Feature Overview
Transcription Models

Transcription Models

The Transcription page controls how RealTimeX transcribes audio recordings.

Open it from Settings > Transcription.

What this page is for

This page is for transcription workflows that process recorded or imported audio.

It is not the same as the Speech to Text section inside Settings > Voice & Speech, which controls chat-thread dictation and voice chat.

Use Transcription when you are configuring the general audio-transcription pipeline.

Use Voice & Speech when you are configuring live mic input in chat.

Current provider choices

The current product exposes two transcription providers on this page:

  • RealTimeX Local
  • OpenAI

RealTimeX Local

RealTimeX Local uses browser-based Whisper models for on-device transcription.

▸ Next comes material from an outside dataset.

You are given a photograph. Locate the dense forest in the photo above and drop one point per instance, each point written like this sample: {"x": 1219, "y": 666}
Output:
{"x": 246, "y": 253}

The current setup flow lets you:

  • choose a Whisper model
  • download models on first use or ahead of time
  • trade speed against accuracy based on your device
  • keep transcription local to the machine running RealTimeX

Smaller models are faster and lighter.

Larger models are usually more accurate, but they require more device resources and more download time.

OpenAI

OpenAI uses cloud Whisper transcription.

The current setup is simple:

  • add an OpenAI API key
  • use the built-in OpenAI Whisper configuration shown in the page

Use this when you want cloud transcription instead of downloading local models.

Choosing between local and cloud transcription

  • Use RealTimeX Local when privacy, offline use, or avoiding cloud calls matters most.
  • Use OpenAI when you want a managed cloud transcription path and do not want to handle local model downloads.

Important distinction: Transcription vs Speech to Text

RealTimeX now has two separate audio input settings areas:

  • Settings > Transcription This page controls the transcription pipeline for recorded audio workflows.
  • Settings > Voice & Speech This controls live Speech to Text and Text to Speech behavior used in chat.

If you are trying to change dictation or voice-chat behavior and nothing changes, you are probably on the wrong page.